How fast is exgit at what it's designed for — agent workflows that lazy-clone a repo, prefetch the trees, and do many reads (grep, read_path, walk)?

Short answer: on anomalyco/opencode (4,645 files, ~30 MB fetch pack), a cold clone + prefetch completes in ~7 s and steady-state grep runs in 130–160 ms for literal patterns (Boyer-Moore) or ~335 ms for case-insensitive regex. On the 436-file adafruit/Adafruit_CircuitPython_Bundle, steady-state grep runs in ~2 ms.

TL;DR

FixtureFilesFetch packClone + prefetchGrep (literal)Grep (regex/ci)
ivarvong/pyex2751.2 MB~700 ms~11 ms~11 ms
cloudflare/agents1,4184 MB~8 s~58 ms~58 ms
anomalyco/opencode4,645~30 MB~7 s~140 ms~335 ms
adafruit/Adafruit_CircuitPython_Bundle436~1 MB~2 s~2 ms~15 ms

"Clone + prefetch" = Exgit.clone(url, lazy: true) + Exgit.FS.prefetch(repo, "HEAD", blobs: true).

"Grep (literal)" = case-sensitive, no regex metacharacters; routes through :binary.matches (Boyer-Moore). "Grep (regex/ci)" = case-insensitive %Regex{} scan.

Both grep numbers are steady-state (warm CPU, all objects in the Memory store). The first grep after prefetch is the same cost — unlike an older lazy-fetch path, prefetch now pre-populates everything.

What we measure

Four fixtures, each a real public GitHub repo. Picked to cover a small-to-large size range with repos that have submodules, many binary assets, and diverse layouts:

  • ivarvong/pyexowned by the exgit maintainer. Guaranteed against surprise force-push. Small (275 files), good for validating algorithmic baselines.
  • cloudflare/agents — ~1.4k files. Medium real-world project.
  • anomalyco/opencode — ~4.6k files, 26 MB blob in the pack. Large.
  • adafruit/Adafruit_CircuitPython_Bundle — 436 files, uses git submodules (.gitmodules present). Previously crashed on prefetch due to an over-eager reserved-name check. Included as a regression fixture.
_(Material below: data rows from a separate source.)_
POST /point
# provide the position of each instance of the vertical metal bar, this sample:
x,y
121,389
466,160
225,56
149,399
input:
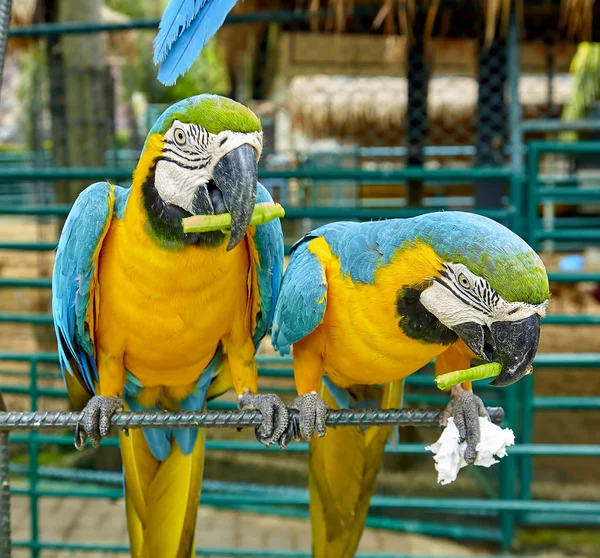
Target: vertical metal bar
x,y
33,466
514,121
491,117
532,194
526,461
508,472
5,545
417,120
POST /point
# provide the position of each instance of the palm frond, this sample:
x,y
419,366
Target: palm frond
x,y
585,69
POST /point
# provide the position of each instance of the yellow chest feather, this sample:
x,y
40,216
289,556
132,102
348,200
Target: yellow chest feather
x,y
164,310
360,332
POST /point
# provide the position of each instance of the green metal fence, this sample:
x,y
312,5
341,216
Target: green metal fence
x,y
27,189
508,506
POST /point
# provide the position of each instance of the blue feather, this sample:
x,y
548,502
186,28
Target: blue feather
x,y
186,48
73,272
177,18
301,305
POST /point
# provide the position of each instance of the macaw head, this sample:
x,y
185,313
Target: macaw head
x,y
200,158
491,290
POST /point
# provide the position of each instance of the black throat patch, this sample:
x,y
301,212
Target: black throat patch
x,y
165,218
419,323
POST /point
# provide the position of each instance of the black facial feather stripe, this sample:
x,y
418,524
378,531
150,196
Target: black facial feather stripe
x,y
476,298
457,294
178,163
197,159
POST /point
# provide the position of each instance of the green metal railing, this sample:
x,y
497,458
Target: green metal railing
x,y
511,505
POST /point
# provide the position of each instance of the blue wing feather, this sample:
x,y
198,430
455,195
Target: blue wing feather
x,y
268,240
179,45
302,302
74,268
176,18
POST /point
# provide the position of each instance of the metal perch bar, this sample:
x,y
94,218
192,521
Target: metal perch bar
x,y
220,419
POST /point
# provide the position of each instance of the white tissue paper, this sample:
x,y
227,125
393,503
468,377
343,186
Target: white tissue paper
x,y
449,454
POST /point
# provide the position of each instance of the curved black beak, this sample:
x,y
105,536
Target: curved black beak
x,y
512,344
235,176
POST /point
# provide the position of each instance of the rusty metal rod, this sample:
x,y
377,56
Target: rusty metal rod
x,y
220,419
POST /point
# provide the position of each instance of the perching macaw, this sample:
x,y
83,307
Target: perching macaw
x,y
185,27
367,304
148,317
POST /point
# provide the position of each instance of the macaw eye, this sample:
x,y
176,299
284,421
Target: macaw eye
x,y
464,282
179,136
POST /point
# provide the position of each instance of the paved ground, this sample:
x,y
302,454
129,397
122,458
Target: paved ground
x,y
102,521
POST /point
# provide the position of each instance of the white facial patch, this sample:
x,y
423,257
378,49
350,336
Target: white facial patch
x,y
461,296
190,154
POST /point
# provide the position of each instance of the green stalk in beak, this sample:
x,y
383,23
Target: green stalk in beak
x,y
512,344
235,176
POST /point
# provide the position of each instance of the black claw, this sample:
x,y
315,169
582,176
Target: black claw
x,y
466,408
292,432
95,420
307,415
274,413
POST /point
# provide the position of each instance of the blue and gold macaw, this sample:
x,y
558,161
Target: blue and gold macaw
x,y
150,318
367,304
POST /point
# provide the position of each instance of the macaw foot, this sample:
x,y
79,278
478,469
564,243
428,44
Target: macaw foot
x,y
466,408
308,415
274,412
95,420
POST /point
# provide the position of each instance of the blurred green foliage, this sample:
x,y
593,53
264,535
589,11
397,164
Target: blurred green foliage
x,y
585,69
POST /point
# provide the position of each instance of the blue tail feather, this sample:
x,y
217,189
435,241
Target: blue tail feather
x,y
187,46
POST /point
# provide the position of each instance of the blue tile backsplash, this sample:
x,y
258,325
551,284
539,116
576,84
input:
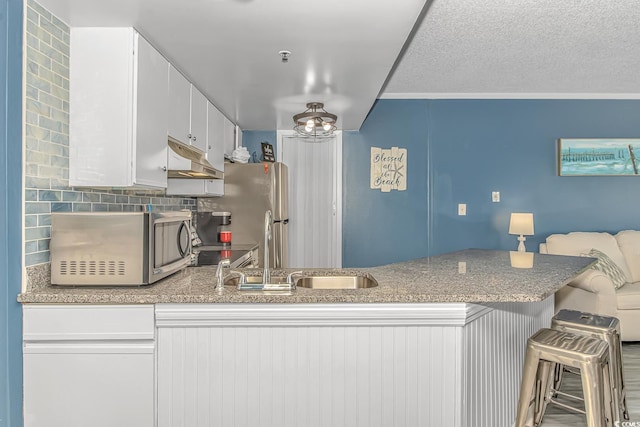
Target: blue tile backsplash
x,y
46,159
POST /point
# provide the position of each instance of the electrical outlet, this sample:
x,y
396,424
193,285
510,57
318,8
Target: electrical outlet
x,y
462,267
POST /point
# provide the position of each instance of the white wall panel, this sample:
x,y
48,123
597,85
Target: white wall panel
x,y
494,348
418,370
305,376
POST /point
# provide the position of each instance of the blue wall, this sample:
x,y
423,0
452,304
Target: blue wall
x,y
10,212
381,228
459,151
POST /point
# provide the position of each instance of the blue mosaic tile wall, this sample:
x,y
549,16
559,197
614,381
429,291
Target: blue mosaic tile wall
x,y
46,168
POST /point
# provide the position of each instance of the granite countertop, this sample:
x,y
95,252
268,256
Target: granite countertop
x,y
471,275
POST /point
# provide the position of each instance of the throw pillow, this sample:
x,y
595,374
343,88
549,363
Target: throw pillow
x,y
608,267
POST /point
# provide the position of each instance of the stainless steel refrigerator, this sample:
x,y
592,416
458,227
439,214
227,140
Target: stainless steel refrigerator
x,y
250,189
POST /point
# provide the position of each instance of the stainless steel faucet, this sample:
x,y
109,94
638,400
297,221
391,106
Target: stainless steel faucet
x,y
219,276
268,220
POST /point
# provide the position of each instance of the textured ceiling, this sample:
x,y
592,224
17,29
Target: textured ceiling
x,y
349,52
342,50
522,48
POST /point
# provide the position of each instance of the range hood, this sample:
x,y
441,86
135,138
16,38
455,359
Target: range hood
x,y
188,162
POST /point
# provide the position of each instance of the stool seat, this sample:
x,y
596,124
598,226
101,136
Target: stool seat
x,y
577,349
587,321
546,349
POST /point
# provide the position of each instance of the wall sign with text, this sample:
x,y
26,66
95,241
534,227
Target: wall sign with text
x,y
389,169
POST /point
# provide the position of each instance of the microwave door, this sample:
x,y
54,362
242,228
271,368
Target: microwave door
x,y
172,243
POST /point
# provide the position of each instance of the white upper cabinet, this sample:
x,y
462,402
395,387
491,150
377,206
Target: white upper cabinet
x,y
215,137
118,109
187,112
229,137
198,119
179,106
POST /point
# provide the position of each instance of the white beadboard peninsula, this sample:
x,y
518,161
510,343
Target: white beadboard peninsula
x,y
439,341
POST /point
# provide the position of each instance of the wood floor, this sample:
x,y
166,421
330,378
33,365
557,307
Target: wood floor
x,y
556,417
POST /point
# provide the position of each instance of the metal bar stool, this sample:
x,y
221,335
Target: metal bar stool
x,y
549,347
605,328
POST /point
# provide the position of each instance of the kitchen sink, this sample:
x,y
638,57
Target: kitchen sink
x,y
336,282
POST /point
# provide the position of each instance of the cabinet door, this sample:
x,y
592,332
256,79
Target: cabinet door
x,y
179,106
100,122
215,137
198,128
152,100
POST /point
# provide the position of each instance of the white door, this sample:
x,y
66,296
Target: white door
x,y
315,199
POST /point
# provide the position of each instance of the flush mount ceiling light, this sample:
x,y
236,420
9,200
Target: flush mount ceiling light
x,y
315,121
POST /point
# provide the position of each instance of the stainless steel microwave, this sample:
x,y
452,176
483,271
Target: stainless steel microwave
x,y
118,248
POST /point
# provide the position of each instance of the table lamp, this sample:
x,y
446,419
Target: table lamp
x,y
521,224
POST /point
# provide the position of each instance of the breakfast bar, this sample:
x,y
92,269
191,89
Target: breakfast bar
x,y
438,341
The benchmark harness (bench/review_bench.exs) does:

  1. Exgit.clone(url, lazy: true) — refs only, no objects.
  2. Exgit.FS.prefetch(repo, "HEAD", blobs: true) — stream the full blob pack directly into the Memory store via Pack.StreamParser.
  3. One "cold" grep — steady-state (prefetch already populated everything).
  4. Five "warm" greps — report the median.

Benchmarks

All numbers are medians measured on a MacBook over a home internet connection. transport.fetch varies 30–50% run-to-run due to network; pack.stream_parse, fs.grep, and fs.walk are stable.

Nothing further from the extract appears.